After three years of practice (the band formed, apparently, on New Year’s Eve in 2002) and one EP, Pony Up’s debut full-length hits like a pillow fight. Some tracks smack you in the face with such kitschy girl pop that they’ll make even bad boys want to giggle (“The Truth About Cats And Dogs (Is That They Die)” and “Possible Harm”). Other tracks are soft blows that bounce off like a gust of wind, under-thought and stereotypical of the genre (“The First Waltz” and “The Best Offense”). The lyrics can at times sound more fitting for an after-school special (“I tell myself I’m doing fine/ But there’s no one here to ease my mind/ There’s no one here to see me fall/ There’s no one here at all” from “Ships”), but that can also be refreshing.

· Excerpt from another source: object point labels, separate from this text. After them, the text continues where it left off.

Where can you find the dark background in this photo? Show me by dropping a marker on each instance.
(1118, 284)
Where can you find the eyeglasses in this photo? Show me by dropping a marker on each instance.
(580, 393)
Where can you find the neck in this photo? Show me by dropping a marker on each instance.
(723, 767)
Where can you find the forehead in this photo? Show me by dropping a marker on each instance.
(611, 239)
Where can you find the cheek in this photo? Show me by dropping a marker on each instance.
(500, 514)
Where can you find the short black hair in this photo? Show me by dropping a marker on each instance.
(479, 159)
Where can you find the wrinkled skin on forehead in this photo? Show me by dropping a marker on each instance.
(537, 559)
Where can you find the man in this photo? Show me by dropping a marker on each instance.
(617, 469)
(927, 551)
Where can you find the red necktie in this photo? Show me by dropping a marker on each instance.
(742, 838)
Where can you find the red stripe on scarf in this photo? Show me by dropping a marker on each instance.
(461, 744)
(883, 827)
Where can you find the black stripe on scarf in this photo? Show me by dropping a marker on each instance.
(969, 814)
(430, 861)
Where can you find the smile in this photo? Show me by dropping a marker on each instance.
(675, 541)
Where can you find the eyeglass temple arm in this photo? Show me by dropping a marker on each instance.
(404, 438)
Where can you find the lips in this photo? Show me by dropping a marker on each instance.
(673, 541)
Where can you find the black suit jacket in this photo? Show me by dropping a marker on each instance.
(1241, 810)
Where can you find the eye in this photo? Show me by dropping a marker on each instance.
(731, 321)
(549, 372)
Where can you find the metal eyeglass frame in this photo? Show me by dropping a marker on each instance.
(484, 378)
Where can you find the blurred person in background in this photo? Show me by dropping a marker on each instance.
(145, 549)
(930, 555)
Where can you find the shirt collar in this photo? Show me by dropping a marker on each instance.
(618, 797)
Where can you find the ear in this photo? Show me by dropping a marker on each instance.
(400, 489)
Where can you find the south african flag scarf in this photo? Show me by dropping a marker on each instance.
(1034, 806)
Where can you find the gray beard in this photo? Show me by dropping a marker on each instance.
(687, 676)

In the scheme of the Canadian pop-music explosion, Make Love to the Judges With Your Eyes is not a defining stop on the road. But fans of the girl-pop indie sound will find what they’re looking for here: songs about heartbreak and boys being idiots, played over light rhythms. Despite the album’s down moments and part-time vocalist Laura Wills’s strikingly similar style to Rilo Kiley’s Jenny Lewis, Pony Up puts a good foot forward on its debut. The sound is a bit expected, but the album’s pop execution is noteworthy.